Commençons par rappeler le texte de Genèse 1.26-28, que je traduis ici le plus littéralement possible en notant certaines des difficultés de genre et de nombre :
« Et Elohim dit : Faisons l’homme à notre image, selon notre ressemblance, et qu’ils (pluriel) dominent sur les poissons de la mer, et sur les oiseaux des cieux, et sur le bétail, et sur toute la terre, et sur tout [animal] rampant qui rampe sur la terre. Et Dieu créa l’homme à son image ; il le (singulier) créa à l’image de Dieu ; il les (pluriel) créa mâle et femelle. Et Dieu les bénit ; et Dieu leur dit : Soyez féconds, multipliez-vous, remplissez la terre et assujettissez-là. Dominez sur les poissons de la mer, sur les oiseaux des cieux, et sur tout être vivant qui se meut sur la terre. »
L’Imago Dei établit d’emblée la distinction ontologique entre l’homme (j’utilise volontairement ici un langage non-inclusif pour rendre compte de l’usage du nom propre « Adam » pour désigner l’ensemble de l’humanité) et le règne animal. La nature précise de cette image de Dieu est l’objet de bien des débats : certains y voient une communication de la moralité ou de la sainteté de Dieu tandis que d’autres pensent qu’elle se manifeste dans le caractère rationnel de l’être humain, au travers de la conscience, de la créativité, etc. J’estime pour ma part que l’image de Dieu a sans doute une dimension holistique et qu’elle ne se limite pas à l’un de ces aspects particulier seulement.
L’homme est unique et il trouve son identité « au-dessus de lui », en Dieu, et non en bas sur terre au sein du règne animal. Plusieurs autres éléments viennent appuyer cette idée : (i) l’homme est directement créé par Dieu à l’instar des animaux qui « procèdent » de la terre (cf. v.24), (ii) il est appelé à exercer sa domination sur le règne animal (v.27), (iii) Dieu lui accorde sa bénédiction (il ne le fait pas pour les animaux de la terre) et il instaure un dialogue avec l’homme, et enfin (iv) la mention de l’altérité sexuelle mâle/femelle est spécifique à la création de l’homme.

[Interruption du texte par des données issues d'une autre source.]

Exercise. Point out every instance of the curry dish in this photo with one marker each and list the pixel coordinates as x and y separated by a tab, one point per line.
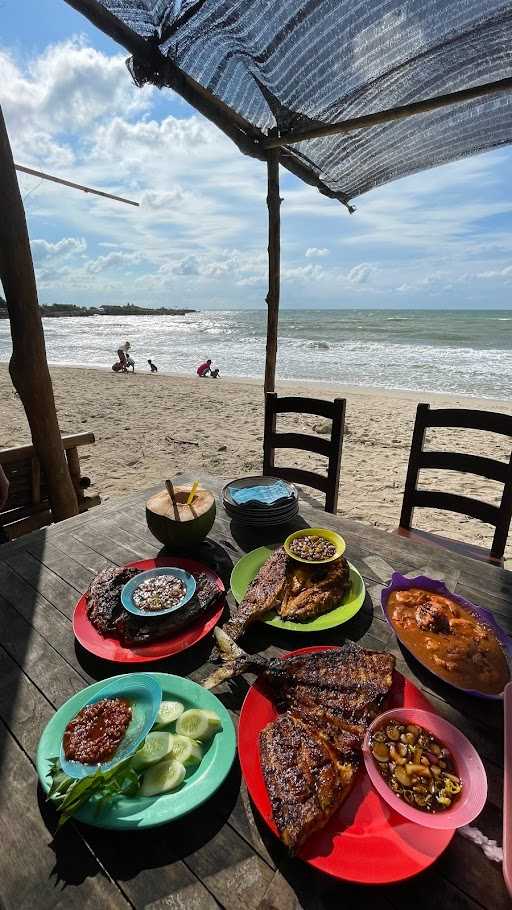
449	639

Cette altérité sexuelle est l’objet de bien des discussions, et il faut reconnaître la formulation est assez surprenante, même dans nos traductions. Le texte n’indique certainement pas que le premier homme créé était androgyne et que les sexes ne furent séparés que lors d’une séquence ultérieure, comme certaines Midrash l’affirment. L’expression « mâle et femelle », très courante dans les textes légaux, souligne plutôt la distinction sexuelle au sein du genre humain et préfigure la bénédiction de la fécondité du verset 28. Il s’agit, en d’autres termes, d’une référence au couple primordial dont les détails de la création sont donnés au chapitre 2. Chacune des personnes de ce couple primordial est dépositaire de l’image de Dieu. Ainsi, l’auteur souligne ainsi leur égalité ontologique.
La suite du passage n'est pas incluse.